La Rochelle étant en zone verte, la jauge de La Coursive n’est pas réduite. « Nous avions préparé notre nouvelle saison en pensant avoir une demi-jauge, rapporte Franck Becker. Alors, quelles que soient les différences de jauges et la présence ou pas du public, nous pourrons assumer le maintien de notre programmation jusqu’au mois de décembre. En 2021, ce sera bien plus compliqué, si le public ne revient pas. » Pour d’autres salles en zone rouge, la situation est plus tendue. La baisse des abonnements et des réservations simples s’ajoute à des jauges réduites. A Lyon, la jauge a été réduite de 40%, passant d’une capacité de 2100 places à 1300 places pour les concerts symphoniques. « Sil faut compter encore une perte d’environ 30% des publics, on arrive à 70% de perte de public au final », explique Emmanuelle Durand, secrétaire générale de l’Auditorium de Lyon. Pour l’heure, la plupart des concerts prévus sont réservés à hauteur de 1000 places. Au théâtre des Champs-Elysées, malgré la jauge réduite à 1300 places sur les 1900 habituelles, certains spectacles ne sont réservés qu’à moitié.
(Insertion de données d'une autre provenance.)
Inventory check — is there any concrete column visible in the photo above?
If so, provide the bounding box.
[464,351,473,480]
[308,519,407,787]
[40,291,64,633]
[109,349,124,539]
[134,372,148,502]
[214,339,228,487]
La situation est la même à La Seine musicale et Olivier Haber « pense possible d’annuler des spectacles, s’il n’y a pas assez de places vendues. »

Annulations ?

Peu de salles contactées envisagent des annulations. « On y a pensé, mais dans certains cas cela nous coûterait plus cher d’annuler », nous dit Isabelle-Anne Person, directrice des publics et du développement au théâtre des Champs-Elysées. Dans le cas de productions extérieures, les sociétés de productions prendront seules la responsabilité d’une annulation. « Mais nous avons le devoir de montrer que, même s’il n’y a pas grand monde, le spectacle reprend », affirme-t-elle. Même considération à Valenciennes, à la salle nationale du Phénix, où le directeur, Romaric Daurier, cherche avant tout « à ce que la rencontre entre le public et le spectacle puisse se faire, même s’il y a peu de personnes dans la salle. Il faut constituer de belles salles, malgré le nombre, favoriser la possibilité de la réception et de la rencontre. » Olivier Haber évoque également le taux de personnes ayant acheté un billet, mais ne venant pas au concert, lors du premier concert donné à l’Olympia au début du mois de septembre : 30%. « D’habitude on est sur un taux à 5-8%. 30%, c’est le taux de la période post attentat en 2015 », rapporte-t-il.

Retrouver le public

Les responsables interrogés expliquent cette désaffection du public par son âge moyen. A La Rochelle, la majorité du public a plus de 65 ans. En cause aussi, le risque d’avoir à demander un remboursement en cas d’annulation, le public étant échaudé par tous les remboursements demandés depuis mars. Olivier Haber et Romaric Daurier pointent également du doigt un climat « anxiogène. Il faut une communication générale rassurante et incitative à l’échelle nationale pour que les spectateurs reviennent dans les salles. Cette situation risque de durer un certain temps, alors il faut rationnaliser le risque pour rassurer les gens. » Olivier Haber souhaiterait aussi que les artistes appellent le public à retourner au spectacle. « C’est vital pour nous, dans une économie de projection, que les gens réservent. Si c’est annulé, vous serez remboursé à 100% », rassure-t-il. Tous sont lancés dans des campagnes de communication pour retrouver leurs spectateurs. Au théâtre des Champs-Elysées, davantage de places à 10 et 20 euros vont être proposées au jeune public.